A double dissociation is a concept used in cognitive neuroscience and neuropsychology to demonstrate that two cognitive functions are independent of each other because they rely on different neural mechanisms. It is established by showing that one brain lesion or condition affects one function while sparing another, and a different lesion or condition has the opposite effect.
Conclusion
The exploration of object and face recognition reveals the complexity and specificity of neural mechanisms underlying these processes. Biederman’s theory of recognition by components emphasizes how we decompose objects into basic shapes, or geons, to achieve recognition, with vertices playing a critical role in this process. The influence of scene context on object recognition adds another layer of complexity, highlighting the interaction between bottom-up and top-down processing.
Similarly, the study of face perception, particularly through research on the fusiform face area (FFA), demonstrates that our brains have specialized areas for processing faces and possibly other complex objects with which we have expertise.
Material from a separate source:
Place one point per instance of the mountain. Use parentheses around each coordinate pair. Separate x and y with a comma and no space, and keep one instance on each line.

Gauthier’s work on experience-dependent plasticity challenges the notion that the FFA is exclusively for faces, showing that it can adapt to recognize other stimuli with sufficient experience. On the other hand, Kanwisher’s position that the FFA is primarily specialized for faces sparks an ongoing debate in the field.
Taken together, these studies highlight the adaptability of the visual system and the brain’s remarkable ability to fine-tune itself based on experience. Disorders like prosopagnosia and Capgras delusion further underscore the complexity of face recognition, demonstrating that conscious recognition and emotional response may rely on distinct neural pathways. The concept of double dissociation, as seen in these conditions, provides a powerful framework for understanding the independent yet interconnected nature of cognitive functions.